Harris was talking [in the town hall] about working with Congress, working across the aisle, finding compromise. That sounds great, but I thought that was supposed to be Biden’s big strength. Why is she going to be more successful? I’d like to hear what the strategy is. I range between frustration and anger about some of the things that I don’t believe they’re going to be able to address or are willing to address.
What does your background as a political scientist tell you about this political moment, more broadly?
I am currently teaching a lifelong-learning course on the election of 2024. It is not a course about this particular election, but what patterns we’re seeing revealed in this election, including comparisons with Western Europe and the rise of right-wing parties and authoritarianism. I’m not terribly optimistic about some of the things that I’m seeing.
I’ve been looking at all these polls indicating how much hostility there is between people who identify with different parties. It’s really getting to be frightening. I don’t know if we’re going to find common ground, especially when one candidate wants to turn political opponents into enemies within. I think that’s really dangerous.
What role do you think higher ed is playing, or should play, in this election?
I’ve retired, so I’m not sure I’m the best person to answer that question, but I think they certainly should model civility in the discussion of ideas and positions that are divergent.
There’s just an enormous amount of closed-mindedness, and we’re living in a lot of silos where we only get ideas that we already are receptive to. Of course, that is not a new observation. Cass Sunstein had a wonderful book about that some time ago, Republic.com [2001, Princeton University Press]. He’s worried about these sort of information silos and people who only are consuming things that are very close to what they already believe. This tends to produce, in some studies, greater radicalization. It pushes people to the extremes.
Is higher ed promoting the civility that you think that it should be?
I think it needs to be doing that. I’m not going to say it is or is not. As I said, I’m retired.
What would you say to someone who looks at you and says, “This is a registered Democrat who taught at a historically liberal campus. How can she be undecided?” Some people have speculated online that you were a plant.
Well, you should ask CNN how they picked people. What would I be a plant for? My question was quite straightforward. I don’t see how people wouldn’t want to know the answer to a question like that. So what in the world would I be a plant to do?
People who don’t know me, and who are just assuming that I’m considering a vote for Trump, think I can’t possibly be a serious student of the Constitution, etc., etc.
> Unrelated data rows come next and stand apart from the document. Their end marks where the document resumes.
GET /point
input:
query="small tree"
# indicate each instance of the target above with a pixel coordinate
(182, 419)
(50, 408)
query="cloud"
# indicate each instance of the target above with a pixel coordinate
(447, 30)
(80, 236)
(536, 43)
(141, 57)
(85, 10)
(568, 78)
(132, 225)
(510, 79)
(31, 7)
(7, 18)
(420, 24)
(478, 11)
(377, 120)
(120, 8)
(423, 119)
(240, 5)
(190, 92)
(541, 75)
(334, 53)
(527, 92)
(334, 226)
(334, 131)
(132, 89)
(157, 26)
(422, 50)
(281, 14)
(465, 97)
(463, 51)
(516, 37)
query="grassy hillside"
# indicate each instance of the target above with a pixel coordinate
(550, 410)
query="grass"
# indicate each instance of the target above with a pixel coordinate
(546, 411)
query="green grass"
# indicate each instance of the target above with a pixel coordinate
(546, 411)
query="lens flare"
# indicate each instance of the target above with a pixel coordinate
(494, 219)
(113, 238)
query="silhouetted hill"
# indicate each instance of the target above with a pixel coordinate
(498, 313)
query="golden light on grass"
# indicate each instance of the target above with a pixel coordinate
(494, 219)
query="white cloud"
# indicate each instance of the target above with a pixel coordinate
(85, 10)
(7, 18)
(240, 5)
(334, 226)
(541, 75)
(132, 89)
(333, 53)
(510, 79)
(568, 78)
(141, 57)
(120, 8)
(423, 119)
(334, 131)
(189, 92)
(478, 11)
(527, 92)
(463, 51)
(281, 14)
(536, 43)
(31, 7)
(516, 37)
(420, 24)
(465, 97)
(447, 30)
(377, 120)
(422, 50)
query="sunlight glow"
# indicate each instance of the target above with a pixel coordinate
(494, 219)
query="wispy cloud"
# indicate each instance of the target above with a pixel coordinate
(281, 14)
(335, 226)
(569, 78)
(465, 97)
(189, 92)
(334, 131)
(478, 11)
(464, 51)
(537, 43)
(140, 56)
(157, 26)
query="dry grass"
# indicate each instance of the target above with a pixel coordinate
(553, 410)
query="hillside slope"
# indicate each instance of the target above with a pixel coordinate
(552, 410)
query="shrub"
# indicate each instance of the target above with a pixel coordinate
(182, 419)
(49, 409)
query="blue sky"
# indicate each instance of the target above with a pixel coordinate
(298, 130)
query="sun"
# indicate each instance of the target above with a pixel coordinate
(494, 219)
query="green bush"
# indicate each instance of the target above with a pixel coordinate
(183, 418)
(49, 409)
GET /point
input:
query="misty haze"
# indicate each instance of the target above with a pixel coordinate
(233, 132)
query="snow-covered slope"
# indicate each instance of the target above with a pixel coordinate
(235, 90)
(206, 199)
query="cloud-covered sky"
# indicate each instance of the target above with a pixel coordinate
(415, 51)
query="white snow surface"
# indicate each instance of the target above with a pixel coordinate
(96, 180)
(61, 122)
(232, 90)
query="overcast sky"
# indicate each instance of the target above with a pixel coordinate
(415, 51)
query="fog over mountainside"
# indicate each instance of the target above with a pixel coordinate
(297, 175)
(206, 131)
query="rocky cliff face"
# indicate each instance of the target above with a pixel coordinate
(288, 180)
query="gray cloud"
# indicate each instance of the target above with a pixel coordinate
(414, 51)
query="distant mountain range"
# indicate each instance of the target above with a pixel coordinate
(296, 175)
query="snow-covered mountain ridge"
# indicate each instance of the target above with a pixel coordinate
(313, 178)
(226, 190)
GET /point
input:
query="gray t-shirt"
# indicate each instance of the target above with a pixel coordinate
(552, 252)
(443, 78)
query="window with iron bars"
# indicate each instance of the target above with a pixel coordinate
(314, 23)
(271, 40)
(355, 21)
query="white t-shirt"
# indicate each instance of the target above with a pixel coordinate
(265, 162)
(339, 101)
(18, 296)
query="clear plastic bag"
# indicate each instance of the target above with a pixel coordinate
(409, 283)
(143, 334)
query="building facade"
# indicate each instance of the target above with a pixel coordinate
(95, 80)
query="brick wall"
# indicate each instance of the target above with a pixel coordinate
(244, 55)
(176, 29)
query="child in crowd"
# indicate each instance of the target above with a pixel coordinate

I care very much about threats to democracy and the degradation of democratic norms.
Did working at Swarthmore affect your personal political views in any way?
I have enormous respect for my Swarthmore students. I think they’re very serious-minded and very thoughtful. I’ve been extraordinarily happy with the classroom experience and out-of-classroom experience working with Swarthmore students. So I’m not going to say further than that.
What also influenced my views is that I grew up in Virginia in the 1950s. I remember segregation. And the world has changed for the better in many ways. I was an optimist. I was one of these people who really did believe in progress. I am not sure I retain that faith.
Are you still undecided as of now?
I am still very unhappy, let’s put it that way. I recognize that I’m not going to get a satisfactory response to some of the things I care about. I’m just going to have to live with that, I guess.